Kailis Organic markets and sells its organic EVOO under brands including Kailis Organic Premium Range, Chef’s Blend and Splish.
Splish, a product specially designed to give Kailis Organic a position in the mass-supermarket sector, is also targeted towards growing the company’s export sales. The innovative tetra pak provide competitive advantage due to its quality, organic status and minimal environmental impact.
We asked Kailis about his company’s innovative approach to packaging. “Kailis Organics Premium Range is packaged in glass bottles. Splish is packaged in a 100% recyclable tetra pak using the innovative, specially designed Prisma system for olive oil.”
“The tactility and the gorgeous nature of glass will always have a place in the market, it is tradition and it is what look people expect, however, Kailis Organic believes being organic is not enough, at the core is a desire to contribute to a better planet. This means focusing on packaging and supply chain design and methodologies so the organization’s environmental responsibility is total and not just about good farming and manufacturing processes.”
Kailis Organic continues to expand into the food service sector with its volume product Chef’s Blend and intends launching second-tier products in the near future to further diversify and compete in what Kailis calls “an exciting and dynamic environment.”
With high-density olive farms sprouting up from Chile to China, the Great Southern acreage is surprisingly, well, low-density. Kailis told us his Dandaragan property which represents around 18% of the total grove area has planting densities of 555 which is considered to be high density. “As for the balance of our properties, densities are 333 per hectare consistent with non-high density grove set-ups.”

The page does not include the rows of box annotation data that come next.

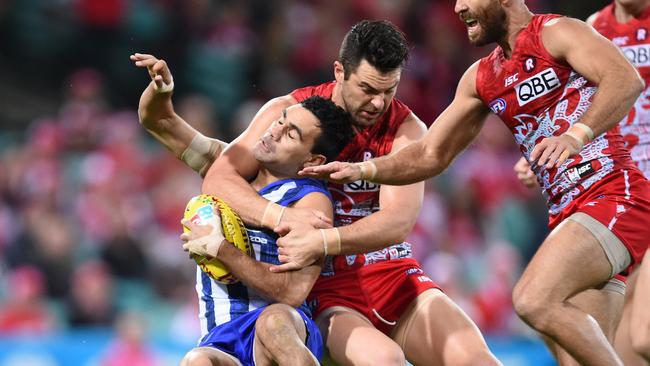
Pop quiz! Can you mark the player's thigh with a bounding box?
[392,289,489,366]
[513,219,612,306]
[180,347,241,366]
[253,304,307,366]
[317,307,405,366]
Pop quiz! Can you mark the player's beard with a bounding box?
[470,1,508,47]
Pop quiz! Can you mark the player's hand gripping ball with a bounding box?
[183,194,251,284]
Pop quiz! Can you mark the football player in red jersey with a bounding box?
[132,21,499,365]
[304,0,650,365]
[515,0,650,365]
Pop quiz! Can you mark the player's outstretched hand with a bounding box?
[270,221,323,272]
[298,161,361,183]
[530,134,582,169]
[180,214,225,258]
[280,207,332,229]
[513,157,537,188]
[129,53,174,93]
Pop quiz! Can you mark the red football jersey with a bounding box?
[593,3,650,178]
[476,14,635,215]
[291,82,411,275]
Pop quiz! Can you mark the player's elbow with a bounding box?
[274,285,309,308]
[390,215,416,243]
[422,146,453,178]
[618,67,645,100]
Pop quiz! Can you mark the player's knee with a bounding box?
[180,349,212,366]
[355,343,406,366]
[512,286,549,330]
[255,304,301,339]
[447,349,501,366]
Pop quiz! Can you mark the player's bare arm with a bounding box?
[130,53,227,176]
[181,193,333,307]
[513,12,598,188]
[272,114,426,271]
[203,95,331,229]
[302,62,490,185]
[531,18,644,167]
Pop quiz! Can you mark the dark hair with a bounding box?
[339,20,409,80]
[300,96,354,161]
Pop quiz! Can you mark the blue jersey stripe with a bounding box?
[200,178,332,338]
[226,282,250,320]
[201,271,217,332]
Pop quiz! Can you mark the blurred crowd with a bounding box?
[0,0,604,352]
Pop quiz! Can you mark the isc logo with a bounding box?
[343,180,380,192]
[515,67,560,106]
[621,45,650,67]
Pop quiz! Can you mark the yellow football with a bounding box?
[183,194,251,284]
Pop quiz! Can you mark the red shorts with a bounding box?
[549,169,650,279]
[308,258,439,335]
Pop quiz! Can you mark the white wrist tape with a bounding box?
[153,78,174,94]
[183,217,225,258]
[179,132,212,174]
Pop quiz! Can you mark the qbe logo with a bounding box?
[621,44,650,67]
[515,67,560,106]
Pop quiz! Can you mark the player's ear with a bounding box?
[334,61,345,83]
[302,154,327,168]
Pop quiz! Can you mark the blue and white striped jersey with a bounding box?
[196,178,332,337]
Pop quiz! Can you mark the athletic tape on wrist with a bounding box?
[320,229,328,256]
[153,78,174,94]
[573,122,594,141]
[180,132,212,173]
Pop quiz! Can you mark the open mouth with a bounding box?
[464,18,478,30]
[260,138,271,152]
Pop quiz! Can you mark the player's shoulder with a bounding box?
[396,112,427,140]
[586,11,600,27]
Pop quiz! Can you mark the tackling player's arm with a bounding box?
[202,95,330,229]
[301,62,490,185]
[196,193,332,307]
[130,53,228,176]
[271,114,426,272]
[338,114,426,254]
[531,18,645,167]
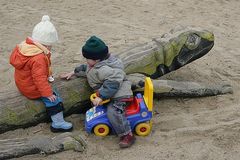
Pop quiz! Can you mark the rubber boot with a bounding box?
[51,112,73,132]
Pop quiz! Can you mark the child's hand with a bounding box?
[47,94,57,102]
[91,97,103,106]
[60,71,75,80]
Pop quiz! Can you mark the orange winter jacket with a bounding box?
[10,38,53,99]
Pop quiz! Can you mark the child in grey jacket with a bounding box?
[61,36,135,148]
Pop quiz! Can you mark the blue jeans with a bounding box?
[107,101,131,137]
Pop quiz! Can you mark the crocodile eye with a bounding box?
[185,34,201,50]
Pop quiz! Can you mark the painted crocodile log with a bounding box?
[0,28,232,133]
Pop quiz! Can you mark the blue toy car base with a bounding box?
[85,78,153,136]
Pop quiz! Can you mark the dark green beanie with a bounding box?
[82,36,108,60]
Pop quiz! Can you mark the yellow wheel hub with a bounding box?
[135,123,151,136]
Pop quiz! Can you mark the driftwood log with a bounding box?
[0,28,232,133]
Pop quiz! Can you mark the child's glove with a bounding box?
[91,97,103,106]
[90,93,110,106]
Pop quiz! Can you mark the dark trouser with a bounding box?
[107,101,131,137]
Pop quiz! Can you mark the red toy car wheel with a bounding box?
[93,124,109,136]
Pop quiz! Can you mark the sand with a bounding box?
[0,0,240,160]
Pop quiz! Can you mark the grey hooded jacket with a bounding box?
[74,56,133,100]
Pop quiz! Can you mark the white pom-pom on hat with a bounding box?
[42,15,50,22]
[32,15,58,46]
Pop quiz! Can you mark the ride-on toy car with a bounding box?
[85,77,153,136]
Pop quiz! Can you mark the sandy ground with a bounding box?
[0,0,240,160]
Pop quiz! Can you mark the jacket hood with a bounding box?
[94,55,124,69]
[10,38,43,69]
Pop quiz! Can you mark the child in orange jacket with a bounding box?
[10,15,72,132]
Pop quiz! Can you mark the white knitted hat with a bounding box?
[32,15,58,45]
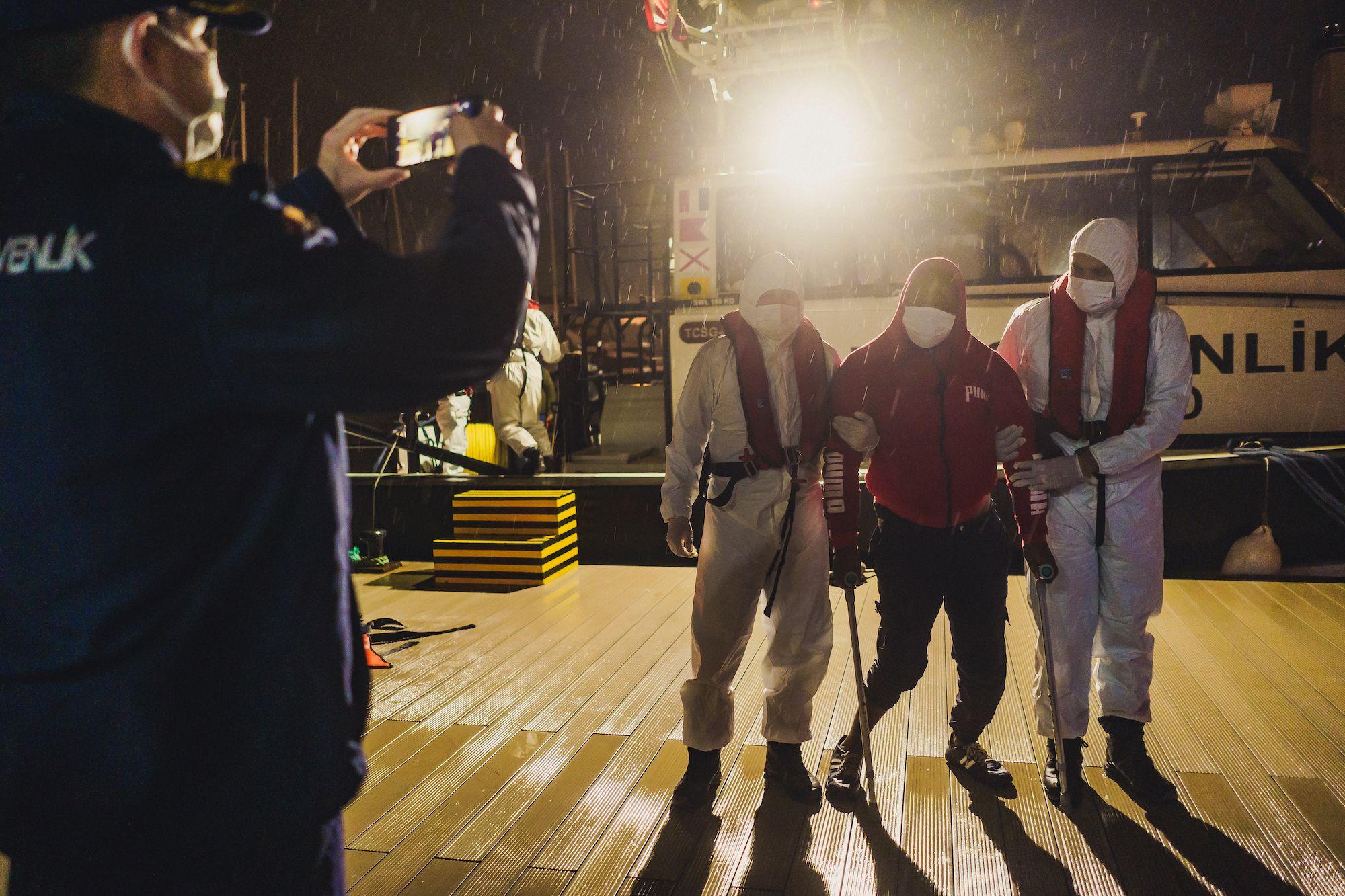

Despite growing up in an Australian family dynasty of sorts, Mark Kailis doesn’t seem to mind rolling up his shirt sleeves and he told us he enjoys the olive oil biz. “The olive oil business is a pure expression of terroir with little interference from man – in other words, the quality of our end product is produced in the olive groves with the interaction of processing representing a simple but critical aspect to the final product, for this I have a sense of purity of product that can be expressed in different years the effects of good farm management and mother nature.”
Kailis had this thought as we left him to get back to his raising of $30M:
“After 7,500 years of production of olive oil world-wide, we approach a critical moment in our evolution in this relationship with the olive tree. Critical in the sense that the world other than traditional countries is rapidly becoming more educated about quality aspects of good extra virgin olive oil. The necessity and the growth that will occur in the next 20 years will be a direct result of this education and communication tools such as Olive Oil Times. Higher demand will be placed on sellers to ensure what is stated as ‘EVOO’ – actually is both extra virgin and from an olive tree. This pressure is where demand in high-quality fresh, legitimate EVOO will come from and both the old world and new world productions must become aligned with this message.”